Gardiner did not return a call to his chambers Wednesday. His decision, issued last month, is not final: He has not yet ruled on other arguments in the case involving Honeyhline and Jason Heidemann, a divorced couple fighting over two frozen embryos that remain in storage.Honeyhline Heidemann, 45, wants to use the embryos. Jason Heidemann objects.
Initially, Gardiner sided with Jason Heidemann. The law at the heart of the case governs how to divide “goods and chattels.” The judge ruled that because embryos could not be bought or sold, they couldn’t be considered as such and therefore Honeyhline Heidemann had no recourse under that law to claim custody of them.
But after the ex-wife’s lawyer, Adam Kronfeld, asked the judge to reconsider, Gardiner conducted a deep dive into the history of the law. He found that before the Civil War, it also applied to slaves. The judge then researched old rulings that governed custody disputes involving slaves, and said he found parallels that forced him to reconsider whether the law should apply to embryos.
In a separate part of his opinion, Gardiner also said he erred when he initially concluded that human embryos cannot be sold.
“As there is no prohibition on the sale of human embryos, they may be valued and sold, and thus may be considered ‘goods or chattels,’” he wrote.
Crockin said she’s not aware of any other judge in the U.S. who has concluded that human embryos can be bought and sold.

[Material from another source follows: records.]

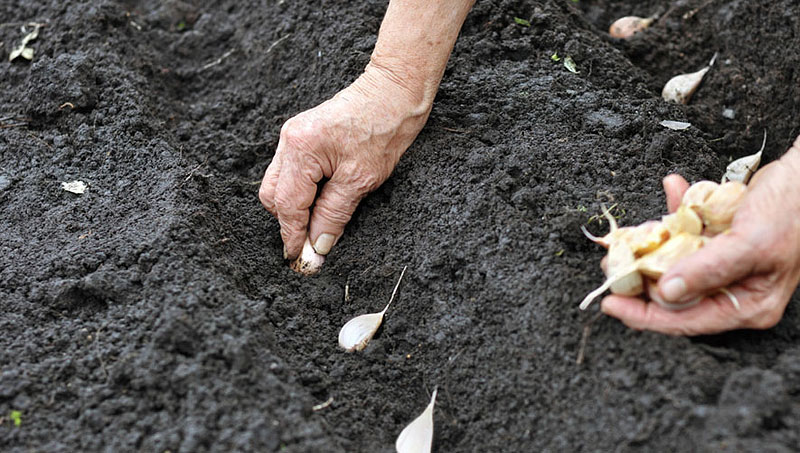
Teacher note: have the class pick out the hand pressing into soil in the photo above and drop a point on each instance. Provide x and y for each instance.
(355, 139)
(758, 260)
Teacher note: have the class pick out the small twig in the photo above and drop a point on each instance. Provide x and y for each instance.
(272, 46)
(587, 329)
(218, 60)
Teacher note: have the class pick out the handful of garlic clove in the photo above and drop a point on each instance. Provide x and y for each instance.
(638, 256)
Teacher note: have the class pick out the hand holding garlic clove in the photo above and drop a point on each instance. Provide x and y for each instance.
(757, 260)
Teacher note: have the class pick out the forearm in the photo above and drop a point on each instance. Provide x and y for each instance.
(415, 41)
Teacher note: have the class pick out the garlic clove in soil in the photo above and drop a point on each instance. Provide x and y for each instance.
(742, 169)
(417, 437)
(680, 88)
(357, 332)
(309, 262)
(628, 26)
(718, 210)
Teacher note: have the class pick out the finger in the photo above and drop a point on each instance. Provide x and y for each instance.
(711, 315)
(294, 194)
(333, 209)
(725, 259)
(266, 193)
(674, 186)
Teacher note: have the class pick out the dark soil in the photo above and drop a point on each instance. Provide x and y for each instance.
(155, 311)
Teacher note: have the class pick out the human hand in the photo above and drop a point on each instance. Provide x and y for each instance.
(355, 140)
(758, 260)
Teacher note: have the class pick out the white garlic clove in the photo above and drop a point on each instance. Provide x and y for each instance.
(355, 335)
(620, 256)
(742, 169)
(77, 187)
(357, 332)
(697, 194)
(628, 26)
(309, 262)
(675, 125)
(680, 88)
(417, 437)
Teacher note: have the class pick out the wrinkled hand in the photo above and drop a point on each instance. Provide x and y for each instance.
(355, 140)
(758, 260)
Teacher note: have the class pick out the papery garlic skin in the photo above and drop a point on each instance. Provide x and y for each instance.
(620, 257)
(357, 332)
(680, 88)
(719, 208)
(628, 26)
(309, 262)
(417, 437)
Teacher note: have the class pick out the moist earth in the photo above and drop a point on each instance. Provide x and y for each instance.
(155, 312)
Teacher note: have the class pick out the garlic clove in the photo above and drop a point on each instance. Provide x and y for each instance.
(680, 88)
(659, 261)
(742, 169)
(357, 332)
(309, 262)
(684, 220)
(718, 210)
(652, 292)
(628, 26)
(620, 257)
(417, 437)
(696, 195)
(646, 237)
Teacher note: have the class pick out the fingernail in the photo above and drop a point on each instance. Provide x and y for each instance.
(324, 243)
(674, 289)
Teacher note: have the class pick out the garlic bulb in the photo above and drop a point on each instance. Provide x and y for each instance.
(627, 26)
(680, 88)
(742, 169)
(417, 437)
(697, 194)
(357, 332)
(620, 256)
(309, 262)
(718, 210)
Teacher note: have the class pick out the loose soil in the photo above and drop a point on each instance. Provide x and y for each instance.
(155, 312)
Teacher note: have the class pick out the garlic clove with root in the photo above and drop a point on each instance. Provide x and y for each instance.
(718, 210)
(628, 26)
(680, 88)
(661, 260)
(357, 332)
(742, 169)
(417, 437)
(309, 262)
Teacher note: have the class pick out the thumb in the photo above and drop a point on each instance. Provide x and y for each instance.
(725, 259)
(332, 210)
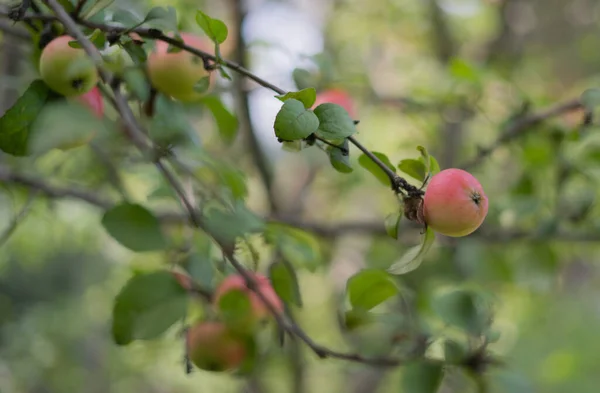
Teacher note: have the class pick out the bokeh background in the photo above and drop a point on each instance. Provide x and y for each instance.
(445, 74)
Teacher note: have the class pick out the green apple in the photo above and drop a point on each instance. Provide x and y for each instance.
(178, 74)
(66, 70)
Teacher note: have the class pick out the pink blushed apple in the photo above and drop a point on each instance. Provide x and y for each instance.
(455, 204)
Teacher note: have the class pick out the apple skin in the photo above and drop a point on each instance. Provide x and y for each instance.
(175, 74)
(212, 347)
(67, 71)
(455, 204)
(260, 310)
(337, 96)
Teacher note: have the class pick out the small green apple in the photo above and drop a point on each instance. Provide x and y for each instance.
(212, 347)
(66, 70)
(179, 74)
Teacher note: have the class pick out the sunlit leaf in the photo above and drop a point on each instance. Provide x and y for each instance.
(134, 227)
(369, 288)
(148, 305)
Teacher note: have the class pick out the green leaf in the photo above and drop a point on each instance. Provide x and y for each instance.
(413, 258)
(306, 96)
(226, 226)
(148, 305)
(134, 227)
(91, 8)
(369, 165)
(590, 98)
(126, 17)
(163, 18)
(462, 70)
(202, 85)
(296, 246)
(460, 308)
(369, 288)
(15, 124)
(227, 122)
(356, 318)
(136, 52)
(170, 124)
(422, 376)
(454, 352)
(136, 82)
(295, 122)
(303, 79)
(339, 160)
(215, 29)
(413, 168)
(334, 122)
(51, 131)
(236, 309)
(285, 282)
(392, 224)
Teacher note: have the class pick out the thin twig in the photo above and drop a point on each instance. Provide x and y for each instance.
(520, 125)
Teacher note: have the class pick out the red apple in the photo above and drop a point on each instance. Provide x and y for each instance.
(454, 204)
(337, 96)
(67, 70)
(212, 347)
(176, 74)
(237, 282)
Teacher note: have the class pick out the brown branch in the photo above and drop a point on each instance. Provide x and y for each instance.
(521, 125)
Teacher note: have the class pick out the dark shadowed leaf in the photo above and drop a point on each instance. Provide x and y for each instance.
(226, 225)
(297, 246)
(369, 288)
(369, 165)
(285, 282)
(134, 227)
(334, 122)
(294, 121)
(215, 29)
(15, 124)
(227, 122)
(163, 18)
(148, 305)
(460, 308)
(392, 224)
(413, 168)
(236, 309)
(306, 96)
(413, 258)
(422, 376)
(339, 159)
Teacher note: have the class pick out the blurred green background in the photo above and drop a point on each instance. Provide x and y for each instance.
(445, 74)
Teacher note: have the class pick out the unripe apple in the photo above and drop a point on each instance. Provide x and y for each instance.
(454, 204)
(337, 96)
(259, 309)
(66, 70)
(175, 74)
(212, 347)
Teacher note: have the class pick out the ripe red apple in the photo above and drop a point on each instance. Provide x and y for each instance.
(337, 96)
(259, 309)
(454, 204)
(175, 74)
(66, 70)
(212, 347)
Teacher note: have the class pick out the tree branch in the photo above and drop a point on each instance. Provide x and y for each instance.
(520, 125)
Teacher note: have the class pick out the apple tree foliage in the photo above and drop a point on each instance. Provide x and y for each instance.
(208, 241)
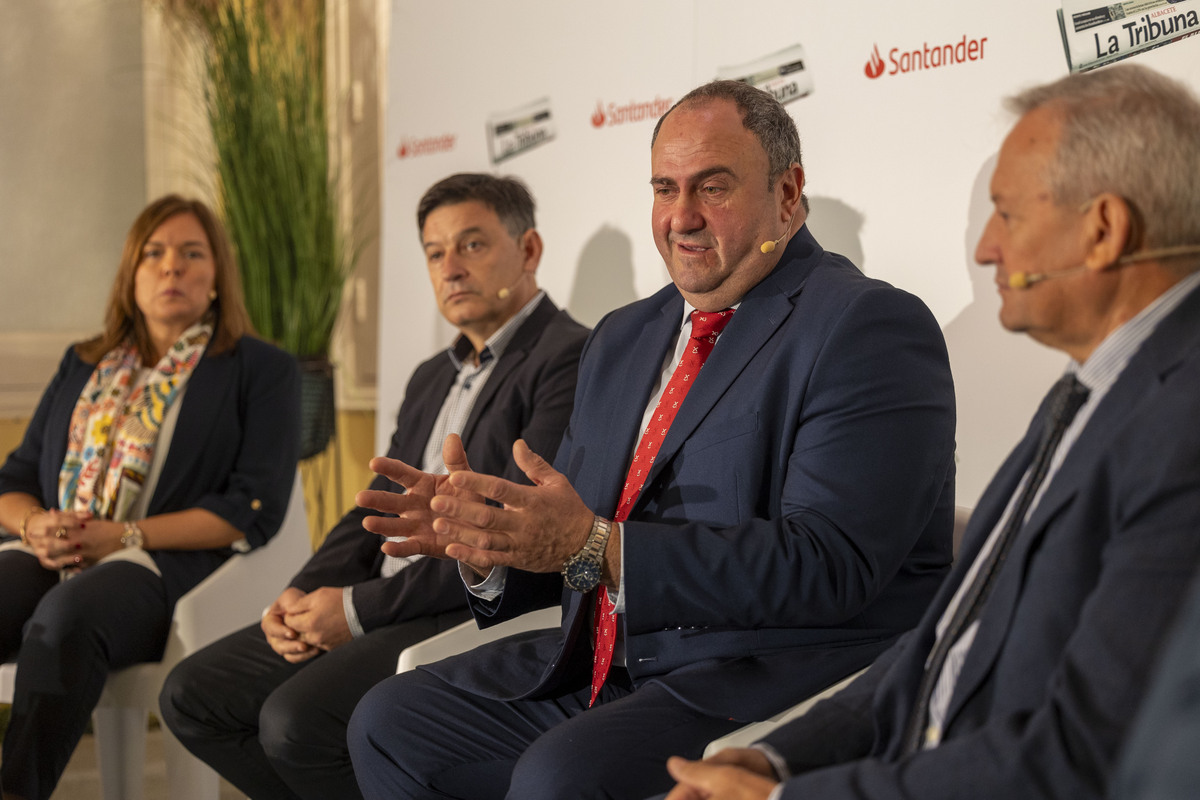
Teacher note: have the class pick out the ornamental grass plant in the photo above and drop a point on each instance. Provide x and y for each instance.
(276, 187)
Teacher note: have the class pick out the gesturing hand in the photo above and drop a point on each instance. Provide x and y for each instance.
(413, 516)
(538, 528)
(741, 774)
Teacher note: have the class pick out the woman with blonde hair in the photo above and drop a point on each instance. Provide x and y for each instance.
(160, 446)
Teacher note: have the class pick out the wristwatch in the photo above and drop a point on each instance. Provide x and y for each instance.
(132, 535)
(581, 572)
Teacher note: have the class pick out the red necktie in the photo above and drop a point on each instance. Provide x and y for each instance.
(706, 326)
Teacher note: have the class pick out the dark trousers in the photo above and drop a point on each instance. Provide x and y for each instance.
(106, 618)
(414, 735)
(275, 729)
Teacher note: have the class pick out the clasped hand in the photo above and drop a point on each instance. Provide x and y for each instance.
(733, 774)
(537, 528)
(300, 625)
(71, 540)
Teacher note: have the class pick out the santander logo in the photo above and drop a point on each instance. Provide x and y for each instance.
(874, 67)
(426, 146)
(633, 112)
(927, 56)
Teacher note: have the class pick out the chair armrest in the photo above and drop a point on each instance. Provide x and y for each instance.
(467, 636)
(756, 731)
(237, 593)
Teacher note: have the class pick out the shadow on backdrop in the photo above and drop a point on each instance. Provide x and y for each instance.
(838, 227)
(604, 278)
(999, 377)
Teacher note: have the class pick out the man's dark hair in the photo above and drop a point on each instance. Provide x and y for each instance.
(508, 197)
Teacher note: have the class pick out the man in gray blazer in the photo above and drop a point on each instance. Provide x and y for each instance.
(268, 707)
(1023, 677)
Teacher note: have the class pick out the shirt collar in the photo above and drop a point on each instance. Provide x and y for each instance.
(1109, 359)
(461, 350)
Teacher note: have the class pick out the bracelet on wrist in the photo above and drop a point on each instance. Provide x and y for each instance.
(132, 535)
(24, 523)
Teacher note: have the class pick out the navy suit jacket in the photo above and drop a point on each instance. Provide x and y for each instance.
(1067, 639)
(528, 396)
(797, 517)
(234, 450)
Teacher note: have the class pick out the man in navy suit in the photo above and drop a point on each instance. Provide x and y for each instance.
(791, 519)
(267, 707)
(1025, 673)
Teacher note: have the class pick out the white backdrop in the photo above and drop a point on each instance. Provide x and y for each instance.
(897, 166)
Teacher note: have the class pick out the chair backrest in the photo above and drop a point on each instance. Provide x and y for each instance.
(961, 517)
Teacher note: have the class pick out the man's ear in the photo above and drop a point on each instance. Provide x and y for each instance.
(531, 250)
(1111, 229)
(791, 191)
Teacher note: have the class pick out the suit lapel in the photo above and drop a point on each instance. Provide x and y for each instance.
(514, 354)
(1141, 379)
(762, 312)
(198, 420)
(641, 371)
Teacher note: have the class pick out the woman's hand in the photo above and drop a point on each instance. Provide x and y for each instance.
(54, 537)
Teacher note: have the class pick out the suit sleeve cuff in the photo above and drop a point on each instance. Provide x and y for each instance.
(352, 614)
(778, 763)
(490, 588)
(619, 602)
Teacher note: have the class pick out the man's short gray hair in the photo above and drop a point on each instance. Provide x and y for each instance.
(761, 114)
(1133, 132)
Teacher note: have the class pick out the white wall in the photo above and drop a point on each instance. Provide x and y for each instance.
(72, 175)
(897, 166)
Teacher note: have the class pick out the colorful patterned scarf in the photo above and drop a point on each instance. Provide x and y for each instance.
(114, 427)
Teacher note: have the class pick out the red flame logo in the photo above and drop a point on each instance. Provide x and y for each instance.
(874, 67)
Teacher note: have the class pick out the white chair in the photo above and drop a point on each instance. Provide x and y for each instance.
(232, 597)
(756, 731)
(467, 636)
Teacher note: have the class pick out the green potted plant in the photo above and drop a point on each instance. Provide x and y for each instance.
(276, 186)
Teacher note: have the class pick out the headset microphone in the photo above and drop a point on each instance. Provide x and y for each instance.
(769, 246)
(1026, 280)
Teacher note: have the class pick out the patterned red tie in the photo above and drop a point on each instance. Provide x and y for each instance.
(706, 326)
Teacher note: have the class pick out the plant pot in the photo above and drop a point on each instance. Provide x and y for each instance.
(317, 408)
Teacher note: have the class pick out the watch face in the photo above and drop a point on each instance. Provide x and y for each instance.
(581, 575)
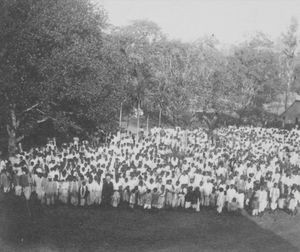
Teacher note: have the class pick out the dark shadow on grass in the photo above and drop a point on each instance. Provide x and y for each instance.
(65, 228)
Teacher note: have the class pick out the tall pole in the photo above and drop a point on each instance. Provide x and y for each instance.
(148, 125)
(159, 118)
(120, 121)
(138, 120)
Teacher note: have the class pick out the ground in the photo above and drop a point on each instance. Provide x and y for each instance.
(64, 228)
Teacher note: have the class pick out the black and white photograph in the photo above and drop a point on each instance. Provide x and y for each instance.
(150, 125)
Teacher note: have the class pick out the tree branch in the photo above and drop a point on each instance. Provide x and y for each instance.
(31, 108)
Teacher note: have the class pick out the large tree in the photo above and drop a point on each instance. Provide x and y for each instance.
(55, 64)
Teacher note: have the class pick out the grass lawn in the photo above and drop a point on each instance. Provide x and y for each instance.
(64, 228)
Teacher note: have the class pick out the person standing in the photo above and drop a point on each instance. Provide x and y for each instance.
(107, 192)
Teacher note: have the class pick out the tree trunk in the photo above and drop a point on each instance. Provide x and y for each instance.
(12, 132)
(138, 121)
(159, 118)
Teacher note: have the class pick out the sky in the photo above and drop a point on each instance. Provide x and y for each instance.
(230, 21)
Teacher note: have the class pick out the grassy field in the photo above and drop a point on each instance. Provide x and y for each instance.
(64, 228)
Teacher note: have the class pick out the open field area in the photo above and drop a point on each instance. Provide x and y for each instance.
(63, 228)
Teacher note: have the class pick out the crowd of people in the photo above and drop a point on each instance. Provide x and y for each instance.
(249, 168)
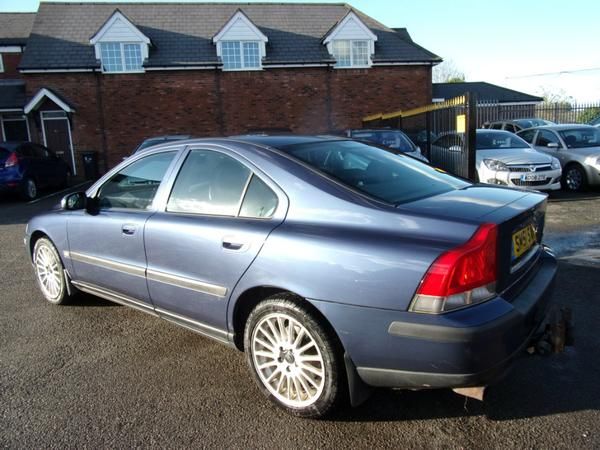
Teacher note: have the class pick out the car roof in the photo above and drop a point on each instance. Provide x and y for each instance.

She said the trend, if anything, has been to recognize that embryos have to be treated in a more nuanced way than as mere property.
Ashby said he was baffled that Gardiner felt a need to delve into slavery to answer a question about embryos, even if Virginia case law is thin on how to handle embryo custody questions.
“Hopefully, the jurisprudence will advance in the commonwealth of Virginia such that ... we will no longer see slave codes” cited to justify legal rulings, he said.
Neither of the Heidemanns’ lawyers ever raised the slavery issue. They did raise other arguments in support of their cases, however.
Jason Heidemann’s lawyers said allowing his exwife to implant the embryos they created when they were married “would force Mr. Heidemann to procreate against his wishes and therefore violate his constitutional right to procreational autonomy.”
Honeyhline Heidemann’s lawyer, Kronfeld, argued that Honeyhline’s right to the embryos outweighs her exhusband’s objections, partly because he would have no legal obligations to be their parent and partly because she has no other options to conceive biological children after undergoing cancer treatments that made her infertile.
Kronfeld also argued that the initial separation agreement the couple signed in 2018 already treated the embryos as property when they concurred - under a subheading titled “Division of Personal Property” - that the embryos would remain in cryogenic storage until a court ordered otherwise.
Gardiner has not yet ruled on the argument over Jason Heidemann’s procreational autonomy.